こっちの声が聞こえてたらどうしようと思ったが、大丈夫だったみたいだ。
「それはそうだけど……あの男がどんな人かもわからないわ」
「それはアンタが知ったってどうしようもないだろ。佐倉さんが判断することだ」
「あの子はいい子だけど世間知らずだわ。悪い男に引っかかりかねない」
いや、どう考えてもその過保護さが原因だろ。
「だからアンタが判断すると?」
「そうよ。私はあの子の親友なんだから」
いよいよをもっていってることが過保護な父親だな。全く理解できねーけど。
「言いたいことはわかった。つまりアンタにとっては佐倉さんが孝平と仲良くすること自体が駄目だと」
「ええ、そうよ」
「だが、アンタが今更行動してるってことは佐倉さんが自分で判断して行動しているからだろう? それでもやめさせようとするのか」
前回二人が会った時からそれなりの時間が経っているのにもかかわらず、今回のを止められてないのがよい証拠だ。
「うっ……」
ものすごく顔を歪めて下を向いてしまった。
「あー……すまん、余計なことを言った」
触れられたくなかったのな……
「いいわよ……なんか最近距離間わかんないし……」
やっべ、完全に地雷踏んだ。
さっきまであれだけ険悪な雰囲気だったのに。
「えと……その……」
なんとかせねば……そうだ!
「い、いい考えがある。佐倉さんが自分でやりたいからアンタに相談しないで今に至ってるんだ。それを見守ってみようと思わないか?」
「……見守るって何よ。私はあの男を認める気はないわよ」
「それはアンタが孝平のことを知らないからだろ? オレはあいつの親友だ」
「だから何よ」
「オレが孝平のことを教える。それなら直接話さなくても孝平のことを知れるだろ?」
「本人じゃないと意味ないわよ。だってあんたが本当のことを言うとは限らないじゃない」
「なら佐倉さんに聞いて確かめればいい。彼女の言い分なら受け入れられるだろ?」
「……本人じゃないとわからないことだってあるでしょう」
「馬鹿にすんなよ。ちゃんとオレ達は親友なんだ。肉親を除けばオレが一番わかる自信がある。
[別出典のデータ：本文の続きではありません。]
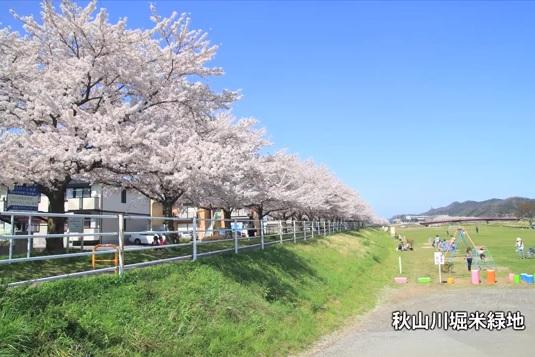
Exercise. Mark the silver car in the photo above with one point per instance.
(145, 238)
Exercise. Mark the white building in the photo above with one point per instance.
(83, 198)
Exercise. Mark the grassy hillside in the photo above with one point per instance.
(498, 239)
(492, 207)
(261, 303)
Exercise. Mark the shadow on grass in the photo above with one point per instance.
(268, 269)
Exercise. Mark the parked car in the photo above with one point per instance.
(146, 238)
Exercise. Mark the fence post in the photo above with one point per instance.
(29, 231)
(121, 244)
(262, 233)
(194, 238)
(235, 234)
(280, 231)
(293, 223)
(12, 234)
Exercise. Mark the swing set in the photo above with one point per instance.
(481, 257)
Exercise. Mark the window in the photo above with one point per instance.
(81, 192)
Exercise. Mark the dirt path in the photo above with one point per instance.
(373, 335)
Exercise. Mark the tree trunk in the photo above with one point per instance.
(56, 225)
(227, 214)
(258, 213)
(170, 224)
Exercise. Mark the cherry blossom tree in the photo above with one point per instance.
(75, 76)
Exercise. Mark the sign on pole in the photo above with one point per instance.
(23, 198)
(439, 260)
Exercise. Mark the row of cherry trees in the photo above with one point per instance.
(82, 97)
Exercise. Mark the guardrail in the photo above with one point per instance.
(186, 241)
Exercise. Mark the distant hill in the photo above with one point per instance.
(493, 207)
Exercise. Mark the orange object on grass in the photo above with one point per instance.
(491, 276)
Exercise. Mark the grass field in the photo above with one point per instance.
(498, 239)
(45, 268)
(270, 302)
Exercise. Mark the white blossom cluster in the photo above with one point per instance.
(82, 97)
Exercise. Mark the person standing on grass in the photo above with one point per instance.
(468, 258)
(436, 241)
(520, 247)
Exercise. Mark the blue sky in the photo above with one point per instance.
(414, 104)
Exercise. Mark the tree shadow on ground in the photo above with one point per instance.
(269, 269)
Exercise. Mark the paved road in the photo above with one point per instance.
(373, 334)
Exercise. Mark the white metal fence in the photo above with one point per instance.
(189, 240)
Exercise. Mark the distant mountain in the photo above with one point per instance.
(493, 207)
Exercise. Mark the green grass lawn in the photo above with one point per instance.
(271, 302)
(498, 239)
(44, 268)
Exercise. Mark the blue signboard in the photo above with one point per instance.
(23, 198)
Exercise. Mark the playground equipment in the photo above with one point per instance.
(400, 280)
(475, 277)
(114, 250)
(424, 279)
(461, 241)
(517, 279)
(529, 279)
(491, 276)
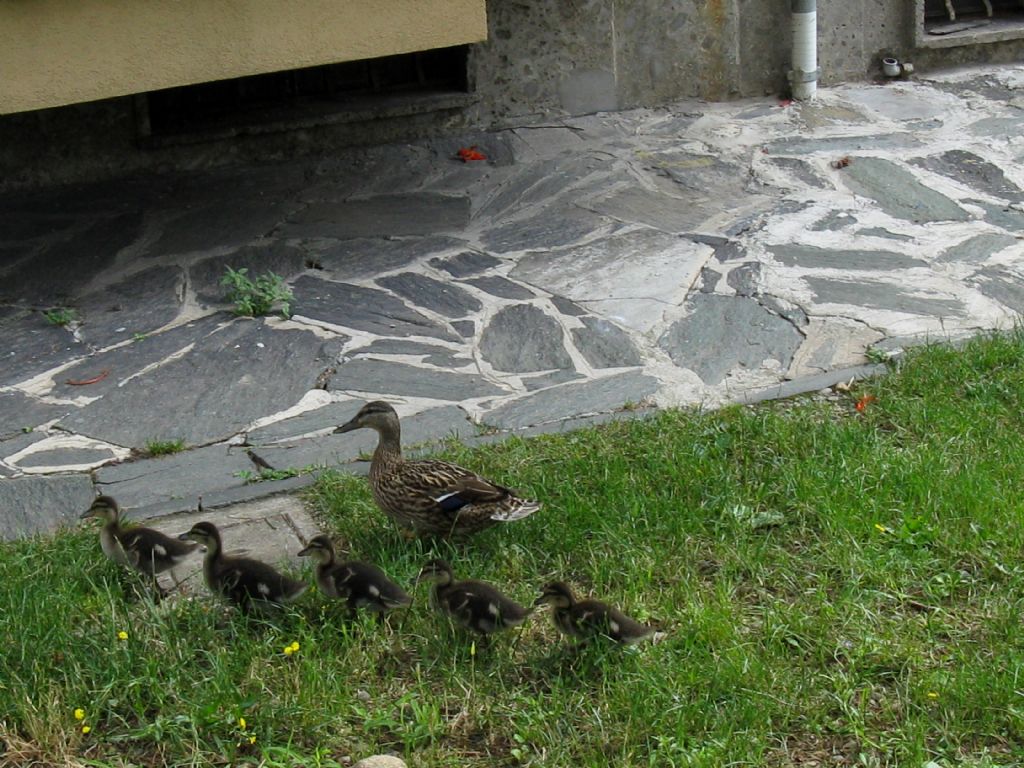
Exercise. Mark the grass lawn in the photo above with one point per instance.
(840, 587)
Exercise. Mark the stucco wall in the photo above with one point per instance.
(59, 52)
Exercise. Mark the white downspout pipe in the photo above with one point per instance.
(804, 75)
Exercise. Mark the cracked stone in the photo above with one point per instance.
(550, 228)
(442, 298)
(631, 279)
(501, 287)
(724, 332)
(140, 303)
(818, 258)
(881, 296)
(381, 216)
(271, 256)
(360, 308)
(567, 400)
(522, 338)
(466, 263)
(977, 249)
(230, 378)
(604, 344)
(368, 257)
(973, 171)
(898, 193)
(1004, 286)
(37, 505)
(387, 377)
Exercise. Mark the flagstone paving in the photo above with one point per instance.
(591, 268)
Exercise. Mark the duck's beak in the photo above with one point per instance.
(348, 426)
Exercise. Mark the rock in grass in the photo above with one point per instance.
(380, 761)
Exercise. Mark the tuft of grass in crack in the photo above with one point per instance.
(838, 585)
(254, 297)
(164, 448)
(61, 316)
アンタだって佐倉さんのことをわかっている自負があるだろ?」
「当り前よ。幼稚園からの親友よ? 私以上に真宵のことをわかってる人なんて「わかったわかった」……むぅ」
佐倉さんが絡むととたんに必死になるのを見て笑いが漏れる。
「ふっ、なら問題ないはずだ。オレが隣で孝平のことを教えてやる。それで判断してくれたらいい。佐倉さんにも迷惑かけないし悪くない考えだと思わないか?」
「ま、真宵に迷惑……なら今日とりあえず同行しなさい。それで判断するわ」
「ああ、了解した」
「触れたりするもんなら殴って通報するから」
「こわ。そんなことやらないって」
ふう、なんとかフォローしつつ邪魔を阻止できたな。
オレは必要以上の負担を背負ってしまったが……
まあ、親友の恋路を応援するためなら仕方ない。むしろこの壁をとっぱらって援護してやろうじゃないか。
よかった、この後予定入れてなくて。
あと、なんかコイツから残念臭が漂い始めた気がする。
気品あふれるクールビューティだと思っていたんだけどなぁ。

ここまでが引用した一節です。